Ladies, a guy who plays clueless when you end a relationship with him is a guy who was not truly present to begin with. You are the prize and a guy who sees this will not let you or your relationship slip between his fingers. He will not only be cognizant, he will move heaven and earth to keep you.
This article is accurate and true to the best of the author’s knowledge. Content is for informational or entertainment purposes only and does not substitute for personal counsel or professional advice in business, financial, legal, or technical matters.
Stephanie Bailey (author) from Denver on January 21, 2018:
Very true LaTrice. And thank you for reading.
LaTrice from Las Vegas, NV on January 16, 2018:
It isn't egregious to know that men can be so clueless about their significant other ending the relationship, and it has a lot to do with communication. Everything is one sided to where needs aren't being met, the love between both parties isn't reciprocated and someone isn't a priority.
Stephanie Bailey (author) from Denver on February 20, 2017:
dashingscorpio from Chicago on February 20, 2017:
Communication is the GPS for relationships. It lets you know where the relationship is headed or even if you want to go in the same direction.
Compatibility trumps compromise!
There are lots of women who attempt to "change water into wine"! :)
Stephanie Bailey (author) from Denver on February 20, 2017:
Thank you for reading dashingscoripo ...I 100% agree with your points! I truly believe that it is important to "find someone who (naturally) loves you (the way you) want."versus "teach/train people in how (you) want to be loved and dealt with."
Communicating your needs and being open to compromise is important in all relationships, however, not in order to change someone or to be changed into someone you are clearly not. Women are guilty of this due to being desperate to find and hang on to love before their "eggs dry up" or becoming an "old maid"---that they end up hanging onto the wrong guy in hopes to change him. This not only ends up being a dissapointmmet but usually a failed relationship waiting to happen.
Just one woman's view ;)
dashingscorpio from Chicago on February 20, 2017:
"A guy who truly cares and loves us won't wait until we are frustrated, concerned, upset or mad before putting in the effort to try and make us feel special and appreciated." - Excellent point!
What I've come to realize is there is no "one size fits all" definition for love or expressing love. Essentially each of us has our idea of what love is suppose to "look like", "feel like", and how people "in love" should behave. If someone doesn't love us (the way we want) then we don't (feel) loved. And it really doesn't matter how they may feel about us!
The goal really is to find someone who expresses love (the way we want)!
A few years back I did an interview with a radio host who told me early on he would ask his date: "How do (you) know when you are loved?"
Based upon their response he'd have an idea of he was the "right" man.
There are basically two approaches to dating.
1. Teach/train people in how (you) want to be loved and dealt with.
2. Find someone who (naturally) loves you (the way you) want.
Sad but true most people go with option #1. Either they lack the patience to find a #2 or they don't believe it's possible.

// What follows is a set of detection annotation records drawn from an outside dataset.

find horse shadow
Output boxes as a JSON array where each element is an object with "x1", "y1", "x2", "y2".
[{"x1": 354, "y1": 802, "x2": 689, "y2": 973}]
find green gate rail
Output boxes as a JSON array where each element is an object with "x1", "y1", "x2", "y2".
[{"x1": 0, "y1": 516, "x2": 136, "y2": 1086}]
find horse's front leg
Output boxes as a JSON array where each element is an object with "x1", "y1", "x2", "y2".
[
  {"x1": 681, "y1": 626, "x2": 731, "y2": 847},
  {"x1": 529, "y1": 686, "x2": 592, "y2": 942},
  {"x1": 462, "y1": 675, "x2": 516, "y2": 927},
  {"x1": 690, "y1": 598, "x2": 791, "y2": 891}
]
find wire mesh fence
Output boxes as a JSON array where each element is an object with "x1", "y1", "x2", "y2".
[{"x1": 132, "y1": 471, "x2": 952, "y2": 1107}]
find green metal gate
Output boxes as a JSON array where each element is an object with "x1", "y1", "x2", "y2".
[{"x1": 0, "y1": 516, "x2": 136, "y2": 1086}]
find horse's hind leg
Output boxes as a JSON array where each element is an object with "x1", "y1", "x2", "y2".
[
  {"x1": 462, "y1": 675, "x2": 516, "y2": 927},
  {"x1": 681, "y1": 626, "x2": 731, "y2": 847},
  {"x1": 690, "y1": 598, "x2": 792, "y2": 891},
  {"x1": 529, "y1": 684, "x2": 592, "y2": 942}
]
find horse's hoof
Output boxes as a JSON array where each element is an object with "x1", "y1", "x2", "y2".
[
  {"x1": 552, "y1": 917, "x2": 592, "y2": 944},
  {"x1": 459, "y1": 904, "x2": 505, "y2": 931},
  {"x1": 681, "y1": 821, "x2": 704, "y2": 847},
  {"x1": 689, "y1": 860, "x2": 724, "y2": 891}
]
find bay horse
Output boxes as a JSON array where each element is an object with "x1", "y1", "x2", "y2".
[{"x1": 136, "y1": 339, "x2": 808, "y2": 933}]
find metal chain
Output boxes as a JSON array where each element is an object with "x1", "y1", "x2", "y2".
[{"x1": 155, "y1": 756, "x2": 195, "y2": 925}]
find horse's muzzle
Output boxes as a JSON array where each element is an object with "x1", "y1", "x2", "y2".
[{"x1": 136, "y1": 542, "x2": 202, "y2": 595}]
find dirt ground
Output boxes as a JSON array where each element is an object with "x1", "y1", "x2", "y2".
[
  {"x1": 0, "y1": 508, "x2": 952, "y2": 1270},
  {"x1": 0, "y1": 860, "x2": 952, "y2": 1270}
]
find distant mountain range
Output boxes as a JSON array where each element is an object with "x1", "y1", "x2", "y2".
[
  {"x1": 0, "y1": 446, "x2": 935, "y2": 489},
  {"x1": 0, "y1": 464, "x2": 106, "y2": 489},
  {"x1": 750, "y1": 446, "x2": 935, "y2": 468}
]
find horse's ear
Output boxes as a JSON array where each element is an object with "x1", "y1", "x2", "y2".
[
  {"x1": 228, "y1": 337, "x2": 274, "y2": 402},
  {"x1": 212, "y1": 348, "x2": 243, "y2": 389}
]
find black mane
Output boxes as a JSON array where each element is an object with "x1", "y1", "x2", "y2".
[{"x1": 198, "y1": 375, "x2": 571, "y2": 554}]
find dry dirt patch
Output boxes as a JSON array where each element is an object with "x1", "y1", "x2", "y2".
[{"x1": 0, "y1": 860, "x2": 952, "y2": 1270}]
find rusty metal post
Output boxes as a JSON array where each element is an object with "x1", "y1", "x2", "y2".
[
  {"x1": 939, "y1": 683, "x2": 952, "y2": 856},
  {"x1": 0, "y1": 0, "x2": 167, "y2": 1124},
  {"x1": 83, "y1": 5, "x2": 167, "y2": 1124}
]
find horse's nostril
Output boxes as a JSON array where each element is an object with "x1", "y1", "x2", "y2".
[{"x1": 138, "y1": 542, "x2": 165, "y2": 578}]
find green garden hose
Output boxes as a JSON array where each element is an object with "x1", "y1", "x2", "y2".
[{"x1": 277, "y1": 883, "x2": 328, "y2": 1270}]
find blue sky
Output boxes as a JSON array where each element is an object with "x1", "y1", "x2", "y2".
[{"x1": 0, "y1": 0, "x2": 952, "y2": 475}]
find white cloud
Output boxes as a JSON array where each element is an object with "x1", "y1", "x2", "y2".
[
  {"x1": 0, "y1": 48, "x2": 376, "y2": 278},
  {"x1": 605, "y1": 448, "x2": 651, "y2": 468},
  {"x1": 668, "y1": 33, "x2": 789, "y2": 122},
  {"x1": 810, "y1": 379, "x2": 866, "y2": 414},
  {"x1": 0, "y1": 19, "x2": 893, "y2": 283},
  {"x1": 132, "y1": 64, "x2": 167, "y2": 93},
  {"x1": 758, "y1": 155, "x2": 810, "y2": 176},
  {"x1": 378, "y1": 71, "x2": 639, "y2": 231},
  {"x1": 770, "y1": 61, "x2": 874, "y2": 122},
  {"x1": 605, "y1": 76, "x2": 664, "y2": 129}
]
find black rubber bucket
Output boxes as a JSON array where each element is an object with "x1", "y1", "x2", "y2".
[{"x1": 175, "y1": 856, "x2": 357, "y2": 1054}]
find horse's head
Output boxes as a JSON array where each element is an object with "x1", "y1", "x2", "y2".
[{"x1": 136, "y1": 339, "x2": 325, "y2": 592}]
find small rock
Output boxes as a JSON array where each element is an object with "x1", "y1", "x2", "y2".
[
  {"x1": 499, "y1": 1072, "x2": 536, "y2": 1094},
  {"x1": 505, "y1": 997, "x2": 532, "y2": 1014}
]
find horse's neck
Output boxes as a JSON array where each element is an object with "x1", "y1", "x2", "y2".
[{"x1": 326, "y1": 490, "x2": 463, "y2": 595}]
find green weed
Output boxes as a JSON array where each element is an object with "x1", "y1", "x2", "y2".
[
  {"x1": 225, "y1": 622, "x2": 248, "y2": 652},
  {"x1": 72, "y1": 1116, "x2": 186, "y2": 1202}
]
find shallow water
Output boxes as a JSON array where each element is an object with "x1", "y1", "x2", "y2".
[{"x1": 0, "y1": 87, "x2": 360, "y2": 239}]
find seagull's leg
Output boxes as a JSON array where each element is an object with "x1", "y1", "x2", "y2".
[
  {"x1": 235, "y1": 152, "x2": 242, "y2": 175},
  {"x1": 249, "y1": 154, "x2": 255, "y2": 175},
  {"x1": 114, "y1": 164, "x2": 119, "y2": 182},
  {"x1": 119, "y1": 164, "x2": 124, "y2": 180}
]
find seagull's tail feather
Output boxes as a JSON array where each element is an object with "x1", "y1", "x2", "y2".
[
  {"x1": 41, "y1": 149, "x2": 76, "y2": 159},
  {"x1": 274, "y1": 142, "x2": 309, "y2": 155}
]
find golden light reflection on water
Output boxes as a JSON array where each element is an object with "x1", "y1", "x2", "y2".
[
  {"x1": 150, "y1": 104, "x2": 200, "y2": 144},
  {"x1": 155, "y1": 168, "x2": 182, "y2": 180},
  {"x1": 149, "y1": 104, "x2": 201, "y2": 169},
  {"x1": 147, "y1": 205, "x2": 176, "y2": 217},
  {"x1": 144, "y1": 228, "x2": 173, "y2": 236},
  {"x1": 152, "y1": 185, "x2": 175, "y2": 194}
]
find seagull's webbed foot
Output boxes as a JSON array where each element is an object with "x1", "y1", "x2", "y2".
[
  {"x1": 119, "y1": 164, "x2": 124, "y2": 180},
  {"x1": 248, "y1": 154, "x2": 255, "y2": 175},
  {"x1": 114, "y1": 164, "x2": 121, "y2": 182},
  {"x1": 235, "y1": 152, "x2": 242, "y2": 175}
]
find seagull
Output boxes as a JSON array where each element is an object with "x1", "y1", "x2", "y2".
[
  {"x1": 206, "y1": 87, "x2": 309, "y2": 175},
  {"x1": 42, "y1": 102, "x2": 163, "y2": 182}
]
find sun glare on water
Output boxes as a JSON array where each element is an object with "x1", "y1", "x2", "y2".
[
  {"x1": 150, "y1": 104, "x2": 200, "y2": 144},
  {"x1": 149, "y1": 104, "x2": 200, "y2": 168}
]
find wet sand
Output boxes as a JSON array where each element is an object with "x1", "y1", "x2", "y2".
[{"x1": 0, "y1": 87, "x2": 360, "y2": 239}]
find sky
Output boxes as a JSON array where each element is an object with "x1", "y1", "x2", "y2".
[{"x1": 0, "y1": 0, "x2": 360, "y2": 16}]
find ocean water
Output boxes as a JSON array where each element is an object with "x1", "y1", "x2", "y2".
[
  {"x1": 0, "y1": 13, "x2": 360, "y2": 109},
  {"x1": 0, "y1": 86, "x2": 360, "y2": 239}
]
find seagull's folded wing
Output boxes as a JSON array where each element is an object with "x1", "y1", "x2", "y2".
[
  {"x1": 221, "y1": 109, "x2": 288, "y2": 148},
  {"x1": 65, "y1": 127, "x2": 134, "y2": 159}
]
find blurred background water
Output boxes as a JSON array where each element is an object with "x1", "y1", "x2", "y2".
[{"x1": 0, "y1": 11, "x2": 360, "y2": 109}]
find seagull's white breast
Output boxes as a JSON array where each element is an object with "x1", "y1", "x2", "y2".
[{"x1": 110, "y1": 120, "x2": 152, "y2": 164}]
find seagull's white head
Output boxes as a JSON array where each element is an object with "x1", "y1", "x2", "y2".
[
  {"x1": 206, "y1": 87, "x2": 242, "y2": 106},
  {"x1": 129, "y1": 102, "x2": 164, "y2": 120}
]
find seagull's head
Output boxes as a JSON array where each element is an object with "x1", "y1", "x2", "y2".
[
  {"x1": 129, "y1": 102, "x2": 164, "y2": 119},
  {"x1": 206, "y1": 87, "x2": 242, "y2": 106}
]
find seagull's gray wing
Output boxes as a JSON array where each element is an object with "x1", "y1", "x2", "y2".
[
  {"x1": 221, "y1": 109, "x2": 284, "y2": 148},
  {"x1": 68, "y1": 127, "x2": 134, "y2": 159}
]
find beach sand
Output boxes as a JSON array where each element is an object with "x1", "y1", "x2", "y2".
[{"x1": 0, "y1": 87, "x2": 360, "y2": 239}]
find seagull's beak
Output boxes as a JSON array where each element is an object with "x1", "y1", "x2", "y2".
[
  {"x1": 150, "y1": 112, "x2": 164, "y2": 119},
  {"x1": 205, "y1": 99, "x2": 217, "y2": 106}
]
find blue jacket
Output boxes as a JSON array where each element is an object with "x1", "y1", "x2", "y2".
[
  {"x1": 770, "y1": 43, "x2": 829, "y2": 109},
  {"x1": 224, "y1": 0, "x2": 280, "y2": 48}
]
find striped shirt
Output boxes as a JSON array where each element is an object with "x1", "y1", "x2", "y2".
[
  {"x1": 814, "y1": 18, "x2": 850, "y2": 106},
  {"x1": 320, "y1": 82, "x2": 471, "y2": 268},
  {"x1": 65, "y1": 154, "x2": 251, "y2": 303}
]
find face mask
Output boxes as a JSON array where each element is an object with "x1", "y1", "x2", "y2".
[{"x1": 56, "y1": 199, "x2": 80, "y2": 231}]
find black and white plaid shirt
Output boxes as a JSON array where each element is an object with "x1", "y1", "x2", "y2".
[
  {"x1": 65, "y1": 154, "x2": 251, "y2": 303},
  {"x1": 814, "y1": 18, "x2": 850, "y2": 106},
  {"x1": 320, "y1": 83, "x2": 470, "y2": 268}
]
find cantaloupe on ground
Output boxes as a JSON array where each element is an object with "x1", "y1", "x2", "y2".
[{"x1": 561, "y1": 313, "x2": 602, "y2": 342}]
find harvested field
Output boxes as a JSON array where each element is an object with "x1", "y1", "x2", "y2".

Having said that both genders are guilty of bending over backwards to impress the object of their affection during the "infatuation phase" of new relationships. We treat (the new) better than the "tried and true".
Unfortunately you don't get to see their "authentic self" until after the first major disagreement/argument or reaction to disappointment.
It's one of the reasons why I caution people not to believe they've found their "soul-mate" until after you've found out each others flaws, boundaries, and "deal breakers". Only then will you know if you're truly compatible!